Bangkalan (Dayak News) – Efek samping obat atau yang dikenal dengan istilah adverse drug reaction (ADR) masih menjadi persoalan serius yang kerap disepelekan oleh masyarakat. Data dari Badan Pengawas Obat dan Makanan (BPOM) menunjukkan bahwa kasus ADR masih sering ditemukan, khususnya akibat penggunaan obat jangka panjang tanpa pengawasan tenaga kesehatan.
Salah satu contoh yang paling umum terjadi adalah penggunaan antibiotik tanpa resep dokter. Banyak masyarakat yang mengonsumsi antibiotik secara mandiri, tanpa mengetahui dosis yang tepat dan durasi penggunaan yang sesuai. Hal ini dapat menyebabkan resistensi antibiotik, di mana bakteri menjadi kebal terhadap pengobatan sehingga menurunkan efektivitas terapi di masa depan.
“Kesadaran masyarakat terhadap pentingnya membaca informasi obat dan berkonsultasi dengan apoteker masih rendah.
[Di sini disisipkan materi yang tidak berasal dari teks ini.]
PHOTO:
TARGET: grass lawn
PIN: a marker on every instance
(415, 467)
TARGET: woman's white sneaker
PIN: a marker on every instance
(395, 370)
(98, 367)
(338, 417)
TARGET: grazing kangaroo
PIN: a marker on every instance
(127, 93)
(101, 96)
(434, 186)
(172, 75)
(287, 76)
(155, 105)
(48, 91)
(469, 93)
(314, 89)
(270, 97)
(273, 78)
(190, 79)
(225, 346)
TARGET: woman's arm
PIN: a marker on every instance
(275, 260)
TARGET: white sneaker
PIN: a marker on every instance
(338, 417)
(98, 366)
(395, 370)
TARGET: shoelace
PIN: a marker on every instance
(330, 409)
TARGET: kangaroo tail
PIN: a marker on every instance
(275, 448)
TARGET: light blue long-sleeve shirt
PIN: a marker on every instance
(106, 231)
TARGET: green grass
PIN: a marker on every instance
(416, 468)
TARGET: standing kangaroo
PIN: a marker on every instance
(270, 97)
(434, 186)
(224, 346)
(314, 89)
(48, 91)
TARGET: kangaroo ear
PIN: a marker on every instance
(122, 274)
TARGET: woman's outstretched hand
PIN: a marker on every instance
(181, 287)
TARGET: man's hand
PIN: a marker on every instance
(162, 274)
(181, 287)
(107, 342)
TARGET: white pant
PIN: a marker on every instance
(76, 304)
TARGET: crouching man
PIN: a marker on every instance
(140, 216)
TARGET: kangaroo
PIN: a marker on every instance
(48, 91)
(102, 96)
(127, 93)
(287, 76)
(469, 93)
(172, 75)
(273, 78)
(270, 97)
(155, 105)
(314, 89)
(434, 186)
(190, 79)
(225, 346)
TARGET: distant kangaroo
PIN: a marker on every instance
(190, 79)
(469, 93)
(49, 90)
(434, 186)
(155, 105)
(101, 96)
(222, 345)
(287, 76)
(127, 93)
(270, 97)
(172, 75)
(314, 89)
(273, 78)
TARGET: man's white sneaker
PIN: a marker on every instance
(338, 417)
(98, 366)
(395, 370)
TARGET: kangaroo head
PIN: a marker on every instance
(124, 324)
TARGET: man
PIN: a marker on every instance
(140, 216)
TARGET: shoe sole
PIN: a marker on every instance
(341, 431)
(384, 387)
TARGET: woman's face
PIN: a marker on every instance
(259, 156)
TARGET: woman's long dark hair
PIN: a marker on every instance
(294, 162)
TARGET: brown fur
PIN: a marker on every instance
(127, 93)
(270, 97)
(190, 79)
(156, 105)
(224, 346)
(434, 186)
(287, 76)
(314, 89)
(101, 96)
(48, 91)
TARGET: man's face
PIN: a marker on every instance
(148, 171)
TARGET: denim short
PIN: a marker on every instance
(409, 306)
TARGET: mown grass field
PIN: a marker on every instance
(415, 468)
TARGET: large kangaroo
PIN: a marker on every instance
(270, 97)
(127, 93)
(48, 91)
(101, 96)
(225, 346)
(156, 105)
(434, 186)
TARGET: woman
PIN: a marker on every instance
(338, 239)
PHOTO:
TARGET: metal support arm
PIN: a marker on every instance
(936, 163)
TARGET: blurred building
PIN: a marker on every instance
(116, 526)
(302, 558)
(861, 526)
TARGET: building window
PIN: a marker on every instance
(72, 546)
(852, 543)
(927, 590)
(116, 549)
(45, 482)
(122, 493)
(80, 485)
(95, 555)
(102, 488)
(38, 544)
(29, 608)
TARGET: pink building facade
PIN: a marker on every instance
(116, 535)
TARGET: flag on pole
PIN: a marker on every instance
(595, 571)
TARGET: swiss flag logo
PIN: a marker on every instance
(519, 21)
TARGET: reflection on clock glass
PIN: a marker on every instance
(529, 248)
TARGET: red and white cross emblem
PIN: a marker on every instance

Padahal, setiap obat memiliki potensi efek samping yang berbeda-beda tergantung pada kondisi kesehatan individu,” jelas seorang praktisi farmasi di Bangkalan.
Selain antibiotik, penggunaan obat pereda nyeri dan obat tidur juga sering menimbulkan efek samping apabila digunakan secara berlebihan atau terus-menerus. Beberapa efek samping yang umum terjadi antara lain gangguan pencernaan, kerusakan hati, hingga gangguan fungsi ginjal.
Organisasi profesi seperti Persatuan Ahli Farmasi Indonesia (PAFI) terus mengedukasi masyarakat mengenai pentingnya memahami efek samping obat serta peran apoteker dalam memastikan penggunaan obat yang aman dan tepat. Informasi lebih lanjut seputar edukasi dan kegiatan farmasi dapat diakses melalui pafipcbangkalan.org.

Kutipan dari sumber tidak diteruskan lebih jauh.